What era do thing this glass and brass oil 'can' (if that's what it's called!) belongs to? 1930s?


----------



## IRISH (Sep 2, 2004)

G'day Roger,
 I've seen those "things" before, probably 1930s give or take a decade.  Will the lid screw off ? if so whats the finish on the lip like ? (ie= ground or not).
 Odd colour of glass that one [] .


----------



## tazmainiendigger (Sep 2, 2004)

Morning Roger, It looks more like a plant mister to me.... I believe they still make these, But I agree with Irish I cant say I have seen one in that color. I can just see it being used by a fair maiden in her english garden (misting the roses) at the turn of the century.[] Have a great day..... Taz


----------



## Sam_MaineBottles (Sep 2, 2004)

I agree with Taz, a plant mister.  Definitely a unique use bottle.  Neat item!


----------



## woody (Sep 2, 2004)

Yes, I concur, it looks like a plant mister.

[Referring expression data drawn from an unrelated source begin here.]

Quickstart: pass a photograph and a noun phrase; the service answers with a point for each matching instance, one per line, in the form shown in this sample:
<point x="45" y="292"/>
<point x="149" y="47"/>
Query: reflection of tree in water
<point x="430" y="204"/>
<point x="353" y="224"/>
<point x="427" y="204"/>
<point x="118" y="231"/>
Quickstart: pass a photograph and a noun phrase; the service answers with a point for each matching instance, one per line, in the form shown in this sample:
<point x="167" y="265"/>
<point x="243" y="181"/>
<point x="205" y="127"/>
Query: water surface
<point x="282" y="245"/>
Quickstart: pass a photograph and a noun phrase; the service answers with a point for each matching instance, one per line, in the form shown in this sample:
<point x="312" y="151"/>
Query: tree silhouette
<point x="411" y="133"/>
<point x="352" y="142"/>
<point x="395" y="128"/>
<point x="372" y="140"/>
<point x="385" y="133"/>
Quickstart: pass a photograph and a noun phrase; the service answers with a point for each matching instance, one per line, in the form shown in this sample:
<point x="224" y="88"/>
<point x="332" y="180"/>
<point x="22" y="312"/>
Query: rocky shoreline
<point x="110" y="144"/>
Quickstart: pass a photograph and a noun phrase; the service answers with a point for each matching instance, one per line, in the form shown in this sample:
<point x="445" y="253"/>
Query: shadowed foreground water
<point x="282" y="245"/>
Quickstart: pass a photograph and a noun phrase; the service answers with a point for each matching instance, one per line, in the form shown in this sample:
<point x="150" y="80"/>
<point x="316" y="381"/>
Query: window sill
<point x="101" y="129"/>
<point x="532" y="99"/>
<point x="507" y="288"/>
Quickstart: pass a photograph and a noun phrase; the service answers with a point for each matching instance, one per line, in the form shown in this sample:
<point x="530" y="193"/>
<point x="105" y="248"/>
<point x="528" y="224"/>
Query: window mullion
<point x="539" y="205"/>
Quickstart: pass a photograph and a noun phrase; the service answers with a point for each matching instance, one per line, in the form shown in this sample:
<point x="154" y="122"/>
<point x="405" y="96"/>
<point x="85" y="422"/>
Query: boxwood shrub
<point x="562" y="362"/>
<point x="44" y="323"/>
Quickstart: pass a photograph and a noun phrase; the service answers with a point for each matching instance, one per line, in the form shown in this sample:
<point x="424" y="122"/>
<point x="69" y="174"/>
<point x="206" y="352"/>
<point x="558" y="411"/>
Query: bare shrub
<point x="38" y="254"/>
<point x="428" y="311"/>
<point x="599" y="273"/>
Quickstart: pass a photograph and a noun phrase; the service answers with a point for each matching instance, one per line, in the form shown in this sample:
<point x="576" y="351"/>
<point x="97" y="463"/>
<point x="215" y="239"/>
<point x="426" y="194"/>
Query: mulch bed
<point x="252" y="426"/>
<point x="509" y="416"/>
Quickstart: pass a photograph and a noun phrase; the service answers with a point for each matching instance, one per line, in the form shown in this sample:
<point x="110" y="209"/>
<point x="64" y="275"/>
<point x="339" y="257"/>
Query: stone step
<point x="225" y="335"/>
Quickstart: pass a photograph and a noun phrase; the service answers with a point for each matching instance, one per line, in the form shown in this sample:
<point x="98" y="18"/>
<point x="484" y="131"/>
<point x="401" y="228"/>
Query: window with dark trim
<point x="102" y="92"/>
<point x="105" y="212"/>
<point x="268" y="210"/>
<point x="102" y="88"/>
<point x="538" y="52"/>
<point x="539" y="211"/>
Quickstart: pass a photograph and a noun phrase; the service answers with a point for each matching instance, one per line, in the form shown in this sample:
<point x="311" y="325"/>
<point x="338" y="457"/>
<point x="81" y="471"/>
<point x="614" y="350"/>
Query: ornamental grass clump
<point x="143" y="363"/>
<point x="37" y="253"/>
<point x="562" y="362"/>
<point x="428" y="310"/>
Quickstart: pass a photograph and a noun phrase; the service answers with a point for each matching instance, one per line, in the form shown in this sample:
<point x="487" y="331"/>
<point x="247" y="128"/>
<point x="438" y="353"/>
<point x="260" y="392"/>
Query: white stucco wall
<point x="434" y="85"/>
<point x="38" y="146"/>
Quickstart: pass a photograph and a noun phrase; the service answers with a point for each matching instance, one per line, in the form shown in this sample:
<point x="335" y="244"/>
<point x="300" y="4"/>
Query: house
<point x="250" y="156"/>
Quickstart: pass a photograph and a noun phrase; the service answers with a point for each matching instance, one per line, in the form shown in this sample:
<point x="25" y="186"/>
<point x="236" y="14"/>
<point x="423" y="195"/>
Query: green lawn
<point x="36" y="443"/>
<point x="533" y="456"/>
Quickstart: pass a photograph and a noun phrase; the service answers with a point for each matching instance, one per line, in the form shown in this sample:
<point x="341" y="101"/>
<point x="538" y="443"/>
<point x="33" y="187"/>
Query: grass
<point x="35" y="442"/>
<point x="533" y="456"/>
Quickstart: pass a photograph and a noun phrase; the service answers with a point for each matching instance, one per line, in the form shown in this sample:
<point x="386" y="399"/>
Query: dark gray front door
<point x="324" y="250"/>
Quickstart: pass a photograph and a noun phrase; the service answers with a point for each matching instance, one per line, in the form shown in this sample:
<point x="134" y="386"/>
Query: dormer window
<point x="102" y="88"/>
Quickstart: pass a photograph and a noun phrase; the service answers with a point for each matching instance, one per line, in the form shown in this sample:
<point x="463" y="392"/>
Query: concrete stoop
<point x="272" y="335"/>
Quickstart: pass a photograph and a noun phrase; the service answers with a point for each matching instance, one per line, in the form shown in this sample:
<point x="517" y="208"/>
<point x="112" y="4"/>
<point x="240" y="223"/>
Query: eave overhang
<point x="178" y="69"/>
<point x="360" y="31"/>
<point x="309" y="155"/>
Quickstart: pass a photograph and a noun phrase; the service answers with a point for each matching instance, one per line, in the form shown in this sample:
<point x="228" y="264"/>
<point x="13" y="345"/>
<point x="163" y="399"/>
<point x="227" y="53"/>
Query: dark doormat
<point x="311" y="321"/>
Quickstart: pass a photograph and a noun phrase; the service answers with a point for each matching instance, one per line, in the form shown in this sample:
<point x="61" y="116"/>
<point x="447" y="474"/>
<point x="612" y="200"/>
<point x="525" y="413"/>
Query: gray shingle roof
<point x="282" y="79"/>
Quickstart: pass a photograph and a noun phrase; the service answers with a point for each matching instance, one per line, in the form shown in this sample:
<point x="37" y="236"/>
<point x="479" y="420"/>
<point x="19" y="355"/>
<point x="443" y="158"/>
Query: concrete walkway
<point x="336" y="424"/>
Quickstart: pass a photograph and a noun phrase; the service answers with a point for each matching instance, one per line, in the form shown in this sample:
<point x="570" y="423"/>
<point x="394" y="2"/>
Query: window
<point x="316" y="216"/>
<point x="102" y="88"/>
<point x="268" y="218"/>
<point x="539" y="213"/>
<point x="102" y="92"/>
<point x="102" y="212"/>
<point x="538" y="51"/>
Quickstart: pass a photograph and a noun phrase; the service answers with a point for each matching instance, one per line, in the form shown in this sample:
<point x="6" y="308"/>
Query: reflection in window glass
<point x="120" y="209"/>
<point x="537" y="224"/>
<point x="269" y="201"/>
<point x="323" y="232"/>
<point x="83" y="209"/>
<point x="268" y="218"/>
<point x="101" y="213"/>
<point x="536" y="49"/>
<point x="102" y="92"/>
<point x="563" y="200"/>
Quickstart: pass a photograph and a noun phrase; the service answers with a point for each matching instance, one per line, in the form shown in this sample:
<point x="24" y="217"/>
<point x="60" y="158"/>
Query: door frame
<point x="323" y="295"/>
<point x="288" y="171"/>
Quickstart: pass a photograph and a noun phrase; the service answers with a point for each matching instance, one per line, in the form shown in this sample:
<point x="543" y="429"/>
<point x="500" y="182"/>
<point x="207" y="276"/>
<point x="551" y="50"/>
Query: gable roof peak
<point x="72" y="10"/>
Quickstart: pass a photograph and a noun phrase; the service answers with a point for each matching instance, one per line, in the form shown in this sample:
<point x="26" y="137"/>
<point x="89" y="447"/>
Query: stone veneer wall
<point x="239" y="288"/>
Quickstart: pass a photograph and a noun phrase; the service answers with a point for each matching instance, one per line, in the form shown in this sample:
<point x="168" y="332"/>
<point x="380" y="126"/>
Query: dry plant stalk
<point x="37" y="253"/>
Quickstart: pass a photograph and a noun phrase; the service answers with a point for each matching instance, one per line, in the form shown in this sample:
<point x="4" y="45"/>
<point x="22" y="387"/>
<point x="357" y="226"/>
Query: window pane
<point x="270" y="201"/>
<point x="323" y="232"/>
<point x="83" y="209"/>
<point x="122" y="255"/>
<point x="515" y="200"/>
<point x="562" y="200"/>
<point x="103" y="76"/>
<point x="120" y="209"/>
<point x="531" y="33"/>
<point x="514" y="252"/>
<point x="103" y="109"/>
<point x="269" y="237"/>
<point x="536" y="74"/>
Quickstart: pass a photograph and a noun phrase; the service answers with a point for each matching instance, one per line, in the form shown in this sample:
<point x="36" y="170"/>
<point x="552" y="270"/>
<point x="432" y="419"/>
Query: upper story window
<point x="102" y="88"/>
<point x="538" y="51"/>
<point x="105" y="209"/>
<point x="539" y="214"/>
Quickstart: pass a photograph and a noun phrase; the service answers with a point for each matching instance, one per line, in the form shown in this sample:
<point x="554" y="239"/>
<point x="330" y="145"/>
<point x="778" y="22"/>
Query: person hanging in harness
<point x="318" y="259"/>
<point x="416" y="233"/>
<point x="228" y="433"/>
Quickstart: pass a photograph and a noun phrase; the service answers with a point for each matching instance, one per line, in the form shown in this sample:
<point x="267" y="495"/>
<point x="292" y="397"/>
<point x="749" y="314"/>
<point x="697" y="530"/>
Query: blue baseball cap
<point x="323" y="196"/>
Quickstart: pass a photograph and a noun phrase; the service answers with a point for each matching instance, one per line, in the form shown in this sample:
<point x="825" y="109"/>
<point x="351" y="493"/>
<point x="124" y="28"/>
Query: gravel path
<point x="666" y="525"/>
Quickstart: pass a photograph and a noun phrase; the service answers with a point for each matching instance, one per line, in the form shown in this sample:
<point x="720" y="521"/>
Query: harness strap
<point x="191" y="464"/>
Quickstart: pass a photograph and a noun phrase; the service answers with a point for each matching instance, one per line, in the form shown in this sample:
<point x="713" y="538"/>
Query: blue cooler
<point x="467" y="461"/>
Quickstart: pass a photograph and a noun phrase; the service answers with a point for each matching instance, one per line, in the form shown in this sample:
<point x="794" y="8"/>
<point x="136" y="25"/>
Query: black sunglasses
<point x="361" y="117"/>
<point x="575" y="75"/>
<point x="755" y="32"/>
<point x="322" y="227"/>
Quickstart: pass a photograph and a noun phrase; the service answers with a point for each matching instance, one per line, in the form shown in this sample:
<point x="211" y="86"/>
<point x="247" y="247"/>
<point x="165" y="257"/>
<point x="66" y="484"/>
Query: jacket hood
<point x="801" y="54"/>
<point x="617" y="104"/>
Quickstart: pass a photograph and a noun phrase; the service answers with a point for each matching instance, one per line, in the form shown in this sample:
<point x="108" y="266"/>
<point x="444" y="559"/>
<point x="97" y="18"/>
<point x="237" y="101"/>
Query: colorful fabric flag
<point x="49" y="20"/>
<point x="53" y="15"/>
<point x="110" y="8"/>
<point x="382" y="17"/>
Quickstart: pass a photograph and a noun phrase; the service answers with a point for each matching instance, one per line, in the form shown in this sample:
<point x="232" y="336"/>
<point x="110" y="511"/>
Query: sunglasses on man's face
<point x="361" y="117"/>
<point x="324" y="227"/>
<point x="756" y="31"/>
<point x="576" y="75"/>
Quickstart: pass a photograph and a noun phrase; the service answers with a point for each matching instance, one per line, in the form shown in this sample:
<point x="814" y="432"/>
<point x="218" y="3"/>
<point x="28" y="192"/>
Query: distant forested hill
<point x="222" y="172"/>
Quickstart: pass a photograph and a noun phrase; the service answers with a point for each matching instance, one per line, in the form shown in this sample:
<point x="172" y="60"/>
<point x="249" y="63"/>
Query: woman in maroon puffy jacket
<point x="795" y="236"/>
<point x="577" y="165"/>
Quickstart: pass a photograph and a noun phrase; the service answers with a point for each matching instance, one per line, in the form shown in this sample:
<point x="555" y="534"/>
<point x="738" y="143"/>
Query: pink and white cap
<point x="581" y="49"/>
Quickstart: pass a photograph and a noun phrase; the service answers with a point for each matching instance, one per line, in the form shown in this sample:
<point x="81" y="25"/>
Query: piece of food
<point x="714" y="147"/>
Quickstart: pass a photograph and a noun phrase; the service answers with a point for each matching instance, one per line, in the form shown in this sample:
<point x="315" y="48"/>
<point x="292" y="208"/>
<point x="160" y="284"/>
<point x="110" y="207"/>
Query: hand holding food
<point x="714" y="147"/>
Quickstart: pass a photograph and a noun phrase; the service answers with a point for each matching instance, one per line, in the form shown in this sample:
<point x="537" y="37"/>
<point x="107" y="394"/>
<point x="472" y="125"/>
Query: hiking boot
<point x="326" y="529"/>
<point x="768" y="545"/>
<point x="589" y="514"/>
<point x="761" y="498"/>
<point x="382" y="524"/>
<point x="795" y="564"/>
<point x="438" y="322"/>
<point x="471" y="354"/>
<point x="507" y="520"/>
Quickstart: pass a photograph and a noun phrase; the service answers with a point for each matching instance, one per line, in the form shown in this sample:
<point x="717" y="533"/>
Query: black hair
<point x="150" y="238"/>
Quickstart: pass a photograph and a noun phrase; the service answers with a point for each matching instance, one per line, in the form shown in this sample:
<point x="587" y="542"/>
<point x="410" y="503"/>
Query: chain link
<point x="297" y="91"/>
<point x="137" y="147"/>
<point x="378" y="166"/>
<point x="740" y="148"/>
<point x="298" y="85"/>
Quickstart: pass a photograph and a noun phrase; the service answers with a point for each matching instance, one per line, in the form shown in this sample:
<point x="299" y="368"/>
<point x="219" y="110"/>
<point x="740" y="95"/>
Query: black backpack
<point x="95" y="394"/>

 http://www.bunnysattic.com/tutorials/copper_mister.html


----------



## Roger (Sep 4, 2004)

Thank you gentleman - of course it is a plant mister.  Green glass too.  It's not mine yet!


----------



## diggs (Feb 5, 2005)

I have to agree with all of you gentlemen,it certainly looks to me like a plant mister as I also have one.Mine is amber glass with floral decor.Women have an eye for these pieces.


----------



## Maine Digger (Feb 5, 2005)

Plant Mister? Come on MISTERS, and you too Cheryl, where's your imagination? That's a THROAT LUBRICATOR for opera singers![8D]


----------



## diggs (Feb 6, 2005)

ok maine digger,so I,m not an opera singer what do I know.I was raised in ky and migrated to In.lol


----------